TOML to JSON Mapping Rules

Basic Types

string = "hello"
integer = 42
float = 3.14
boolean = true

Converted to JSON:

{
  "string": "hello",
  "integer": 42,
  "float": 3.14,
  "boolean": true
}

Table → Object

[server]
host = "localhost"
port = 8080

Converted to JSON:

{
  "server": {
    "host": "localhost",
    "port": 8080
  }
}

Arrays

ports = [8000, 8001, 8002]

Datetime

TOML natively supports date types. When converted to JSON, they become strings:

created = 2026-06-01T10:00:00Z

"created": "2026-06-01T10:00:00Z"

JSON to TOML Considerations

  • JSON null has no TOML equivalent — requires special handling during conversion
  • Mixed-type arrays in JSON are invalid in TOML
  • Nested JSON objects become TOML tables
  • Review comments and formatting after conversion to ensure they meet your needs

Common Use Cases

Rust Projects: Cargo.toml

[package]
name = "my-app"
version = "0.1.0"
edition = "2021"

[dependencies]
serde = "1.0"
tokio = { version = "1", features = ["full"] }

When modifying dependency versions, convert to JSON with TOML↔JSON Tool for programmatic processing, then convert back.

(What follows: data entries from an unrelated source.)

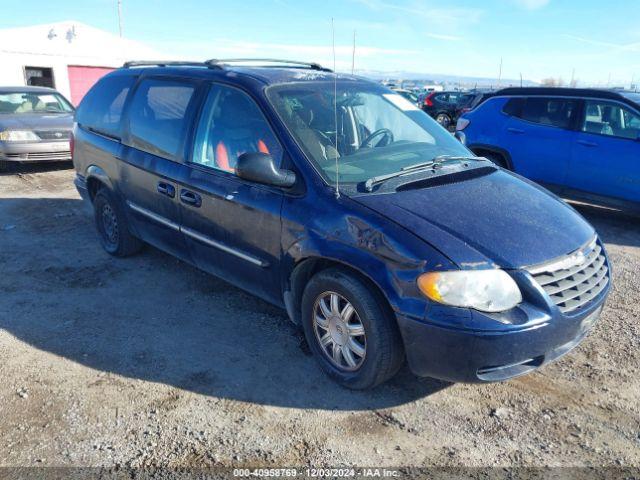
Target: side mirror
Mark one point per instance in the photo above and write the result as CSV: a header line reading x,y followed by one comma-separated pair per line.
x,y
260,168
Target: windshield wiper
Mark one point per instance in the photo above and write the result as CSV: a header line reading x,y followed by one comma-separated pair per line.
x,y
370,183
437,161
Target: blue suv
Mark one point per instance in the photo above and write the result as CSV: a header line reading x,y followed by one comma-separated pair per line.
x,y
583,144
342,202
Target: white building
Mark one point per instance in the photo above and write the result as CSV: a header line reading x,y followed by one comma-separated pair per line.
x,y
69,56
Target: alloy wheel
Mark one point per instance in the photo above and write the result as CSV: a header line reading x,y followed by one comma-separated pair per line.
x,y
339,331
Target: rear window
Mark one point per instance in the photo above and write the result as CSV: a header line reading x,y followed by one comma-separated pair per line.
x,y
554,112
157,116
101,108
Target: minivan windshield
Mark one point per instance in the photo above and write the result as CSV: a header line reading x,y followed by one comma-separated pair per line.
x,y
371,132
33,102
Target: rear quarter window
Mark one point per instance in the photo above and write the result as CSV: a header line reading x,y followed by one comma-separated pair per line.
x,y
101,108
553,111
513,107
158,116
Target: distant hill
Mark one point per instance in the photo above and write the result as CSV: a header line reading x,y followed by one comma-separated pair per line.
x,y
443,78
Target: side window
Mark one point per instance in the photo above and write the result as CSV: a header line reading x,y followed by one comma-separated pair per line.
x,y
101,108
157,116
555,112
232,124
609,118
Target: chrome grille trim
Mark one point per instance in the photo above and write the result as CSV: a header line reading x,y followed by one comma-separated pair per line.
x,y
53,134
573,281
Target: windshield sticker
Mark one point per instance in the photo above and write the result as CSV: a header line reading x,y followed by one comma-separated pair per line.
x,y
400,102
48,99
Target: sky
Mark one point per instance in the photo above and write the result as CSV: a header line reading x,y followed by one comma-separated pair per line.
x,y
595,41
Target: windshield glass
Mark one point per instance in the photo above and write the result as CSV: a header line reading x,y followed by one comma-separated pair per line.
x,y
31,102
378,131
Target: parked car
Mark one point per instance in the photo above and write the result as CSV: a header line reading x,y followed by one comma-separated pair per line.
x,y
581,143
472,99
408,94
35,124
377,231
444,106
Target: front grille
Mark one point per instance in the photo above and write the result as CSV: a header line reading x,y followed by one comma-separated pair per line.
x,y
53,134
574,281
63,155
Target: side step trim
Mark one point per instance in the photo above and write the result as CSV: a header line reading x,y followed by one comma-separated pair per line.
x,y
196,235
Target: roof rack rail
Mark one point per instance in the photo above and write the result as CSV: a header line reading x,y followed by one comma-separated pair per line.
x,y
221,62
166,63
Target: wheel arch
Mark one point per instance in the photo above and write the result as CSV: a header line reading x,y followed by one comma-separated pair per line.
x,y
96,177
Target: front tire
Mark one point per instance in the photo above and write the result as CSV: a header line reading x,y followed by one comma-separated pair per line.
x,y
350,330
444,120
112,225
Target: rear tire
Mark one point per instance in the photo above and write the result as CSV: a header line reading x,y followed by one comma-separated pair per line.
x,y
112,225
368,343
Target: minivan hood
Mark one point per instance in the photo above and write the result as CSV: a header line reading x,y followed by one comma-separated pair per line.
x,y
498,219
36,121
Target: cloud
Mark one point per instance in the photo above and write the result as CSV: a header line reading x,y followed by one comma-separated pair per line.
x,y
532,4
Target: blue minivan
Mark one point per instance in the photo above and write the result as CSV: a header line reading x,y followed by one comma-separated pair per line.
x,y
342,202
583,144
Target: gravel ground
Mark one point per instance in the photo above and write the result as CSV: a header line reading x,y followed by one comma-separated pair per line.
x,y
146,361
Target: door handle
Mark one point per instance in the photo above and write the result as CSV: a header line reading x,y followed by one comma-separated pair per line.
x,y
190,198
166,189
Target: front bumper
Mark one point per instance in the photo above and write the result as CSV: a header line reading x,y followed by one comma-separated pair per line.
x,y
54,151
466,355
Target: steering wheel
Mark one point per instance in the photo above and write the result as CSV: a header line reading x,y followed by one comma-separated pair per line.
x,y
384,132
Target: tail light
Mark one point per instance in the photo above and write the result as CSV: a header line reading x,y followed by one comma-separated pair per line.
x,y
462,124
427,101
72,143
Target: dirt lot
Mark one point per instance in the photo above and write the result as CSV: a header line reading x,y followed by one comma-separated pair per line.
x,y
148,362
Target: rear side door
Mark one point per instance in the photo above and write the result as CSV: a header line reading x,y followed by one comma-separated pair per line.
x,y
158,120
539,135
232,226
606,154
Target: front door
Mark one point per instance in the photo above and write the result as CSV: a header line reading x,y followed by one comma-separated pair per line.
x,y
539,138
232,226
152,149
606,153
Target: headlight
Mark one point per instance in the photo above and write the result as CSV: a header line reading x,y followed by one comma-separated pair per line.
x,y
484,290
18,136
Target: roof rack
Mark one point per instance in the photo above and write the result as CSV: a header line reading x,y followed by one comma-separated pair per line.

Python Projects: pyproject.toml

[project]
name = "my-package"
version = "1.0.0"
requires-python = ">=3.8"

[project.dependencies]
requests = "^2.28"
flask = "^2.3"

Static Site Configuration

Static site generators like Hugo and Zola use TOML as their config format, often requiring conversion to and from JSON.

Interoperability with Other Formats

  1. TOML ↔ YAML: First convert to JSON with TOML↔JSON Tool, then to YAML with YAML↔JSON Tool
  2. Validate intermediate results with JSON Formatter
  3. Preserve original TOML comments and manually add them back after conversion

Common Errors

Error Cause Solution
TOML parse failure Syntax error Check table headers and key-value format
Datetime format issue Missing timezone Use complete ISO 8601 format
null cannot convert TOML has no null Use empty string or remove the field
Inline table format error Non-standard syntax Use standard table format instead

Summary

TOML is an excellent choice for modern configuration files, and conversion to/from JSON is very practical for project config management. TOML↔JSON Tool enables quick format conversion, and combined with the YAML↔JSON tool, you can freely switch between all three formats.